North Star: Minnesota's Black Pioneers, which premiered on Twin Cities Public Television in September (and will be rebroadcast in January), follows the likes of George Bonga, an influential black Ojibwe fur trader and liaison, and Lena O. Smith, Minnesota's first black female lawyer and a political powerhouse in her own right. In addition to honoring the lives of these and many other pioneers, Daniel Bergin's two-part documentary never fails to confront the state's racist roots or to examine historical divisions within African American communities. And it's no Ken Burns-style documentary by the numbers, either. Bergin, a longtime TPT producer, and his colleagues focus more on narrative than on chronology per se, linking modern-day struggles and figures with those of the past. The story of a turn-of-the-century black community in Fergus Falls leads to the mention of current Sudanese and Somali immigrants up in Otter Tail County. The legacy of Gordon Parks is connected to the story of an earlier St. Paul maverick, black photographer Harry Shepherd.
That Bergin's film can and should be used as an effective educational tool is just one of many reasons why it's the most important local film of the year--and it was a banner year for local film, including local African American film. If the documentary North Star encourages black history to shine on, the fictional Justice (now airing on the STARZ! network) envisions a Twin Cities in which grassroots activism has its day over a corrupt, racist criminal justice system. What a year for black film in Minnesota!
Jeremy O'Kasick is a Minneapolis-based writer and frequent contributor to City Pages.
Ridicule makes a fearsome weapon, and in political theater a pie fight is as good as a firefight; witness this year's attempted Cool Whip ambush of Ann Coulter. But that's not why so many people told me the only news source they trusted anymore was Comedy Central's The Daily Show. The news itself was not the issue: Information was pimped and peddled this year on every satellite-linked street corner. No, what people craved was the sight of someone calling bullshit on flagrant lying and misrepresentation, whichever side was spouting it.
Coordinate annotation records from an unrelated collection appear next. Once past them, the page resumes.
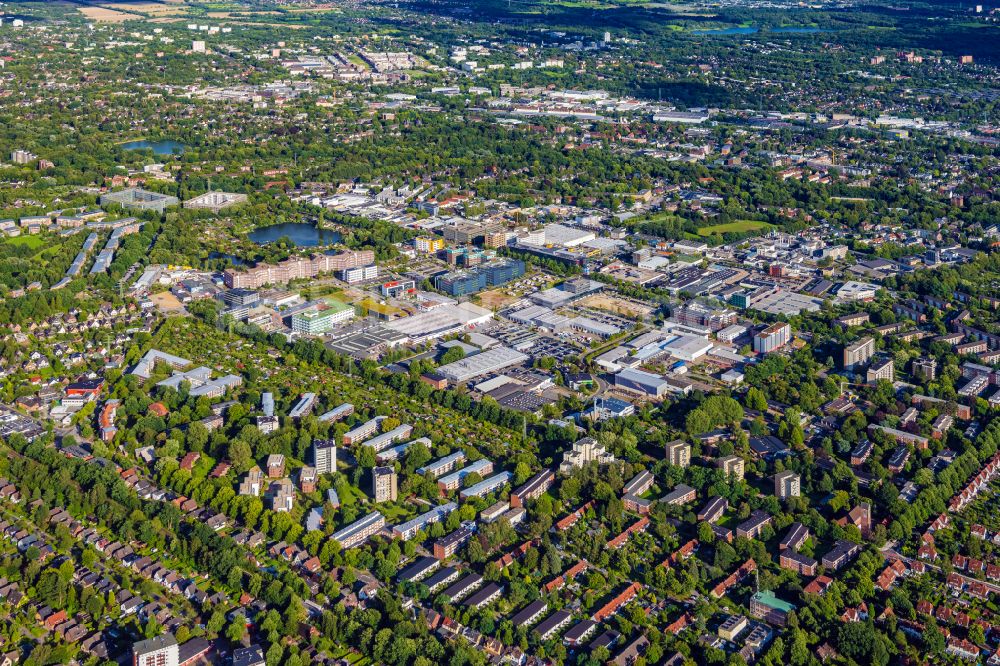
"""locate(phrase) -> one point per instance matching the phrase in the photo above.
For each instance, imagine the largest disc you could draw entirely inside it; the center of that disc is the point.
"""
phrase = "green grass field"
(33, 242)
(739, 227)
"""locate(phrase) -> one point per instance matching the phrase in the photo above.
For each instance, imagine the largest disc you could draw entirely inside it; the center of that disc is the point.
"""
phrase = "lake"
(303, 234)
(161, 147)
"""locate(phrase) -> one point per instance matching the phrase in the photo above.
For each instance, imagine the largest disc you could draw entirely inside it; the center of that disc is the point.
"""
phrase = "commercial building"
(384, 484)
(476, 279)
(358, 532)
(492, 360)
(440, 321)
(771, 338)
(786, 484)
(678, 453)
(857, 353)
(159, 651)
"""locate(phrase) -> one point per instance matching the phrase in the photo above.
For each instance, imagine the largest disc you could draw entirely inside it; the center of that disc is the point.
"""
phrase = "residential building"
(754, 525)
(159, 651)
(881, 369)
(857, 353)
(325, 456)
(924, 369)
(585, 451)
(533, 488)
(772, 338)
(358, 532)
(276, 465)
(766, 606)
(678, 453)
(253, 482)
(384, 484)
(786, 484)
(731, 466)
(295, 268)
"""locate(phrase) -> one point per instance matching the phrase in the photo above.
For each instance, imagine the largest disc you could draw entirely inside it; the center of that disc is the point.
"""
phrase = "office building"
(678, 453)
(428, 245)
(786, 484)
(325, 456)
(159, 651)
(398, 288)
(642, 382)
(384, 484)
(318, 322)
(772, 338)
(857, 353)
(356, 274)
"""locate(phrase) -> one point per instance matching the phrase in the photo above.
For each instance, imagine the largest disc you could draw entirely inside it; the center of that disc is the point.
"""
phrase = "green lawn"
(740, 226)
(33, 242)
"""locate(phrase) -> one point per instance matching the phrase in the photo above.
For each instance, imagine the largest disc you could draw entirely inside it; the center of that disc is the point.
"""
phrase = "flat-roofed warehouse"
(492, 360)
(441, 321)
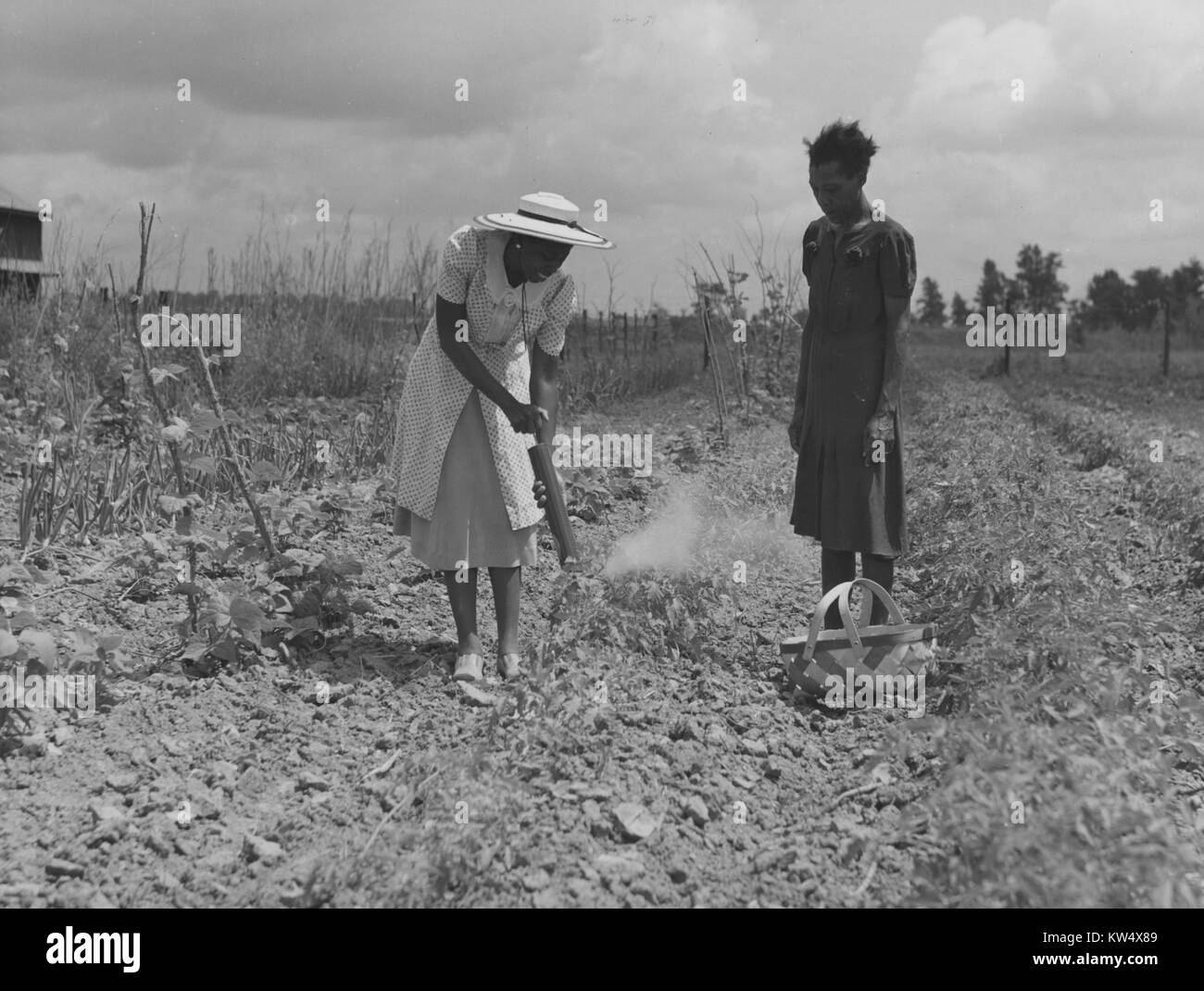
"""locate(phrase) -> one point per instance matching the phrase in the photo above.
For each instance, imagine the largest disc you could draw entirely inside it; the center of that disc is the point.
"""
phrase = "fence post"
(1007, 348)
(1166, 337)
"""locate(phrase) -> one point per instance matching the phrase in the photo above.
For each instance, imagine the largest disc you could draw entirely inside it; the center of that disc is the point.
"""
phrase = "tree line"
(1111, 300)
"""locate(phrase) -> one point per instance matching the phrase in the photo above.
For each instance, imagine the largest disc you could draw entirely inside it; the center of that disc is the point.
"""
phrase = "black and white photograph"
(621, 454)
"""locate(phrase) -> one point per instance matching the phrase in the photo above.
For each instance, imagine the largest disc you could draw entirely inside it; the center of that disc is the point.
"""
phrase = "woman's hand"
(541, 493)
(880, 428)
(795, 432)
(526, 418)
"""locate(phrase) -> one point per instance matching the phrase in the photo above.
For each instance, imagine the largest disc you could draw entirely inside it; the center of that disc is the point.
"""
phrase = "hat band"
(550, 220)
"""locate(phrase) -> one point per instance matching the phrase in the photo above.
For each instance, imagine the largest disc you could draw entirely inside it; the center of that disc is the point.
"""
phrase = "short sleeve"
(810, 248)
(896, 264)
(558, 309)
(458, 264)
Thus a half-hour of fake news became the rallying point this year for people who watched the real news with mouths agape, their minds connected by a single thought: "Can you believe this crap?" And their hero was a fortyish ringmaster who confronted the day's affronts to truth and common sense with bad puns, open disbelief, a collegiate variation on borscht-belt shtick, and, best of all, evidence. Suddenly thrust into doing a real newsman's work (okay, maybe not when he was interviewing Billy Crudup), Jon Stewart used his bizarre position as the anchor of a fake newscast to ask questions the networks didn't dare. Pity the hapless Republican apparatchik who parroted that dubious stat about John Kerry as the Senate's most liberal voter, only to have Stewart pick the claim and its sources apart in a thrilling on-air evisceration.
Any mention of Stewart should include his brilliant second bananas Samantha Bee, Lewis Black, Rob Corddry, Ed Helms, and Stephen Colbert, whose parodies of journalese doubletalk this year scaled heights worthy of Joseph Heller if not Lewis Carroll. But Stewart's greatest performance wasn't even on his own show. It came last October on the CNN gabfest Crossfire. Invited for easy laughs ("I'm not going to be your monkey," he said), a visibly aggrieved Stewart instead rebuked mouthpieces Paul Begala and Tucker Carlson for reducing serious debate to a carnival. Rent-a-pundit Carlson, plainly hurt, complained that Stewart wasn't doing any better. Stewart countered that he wasn't the one on CNN: His lead-in show featured puppets making crank calls.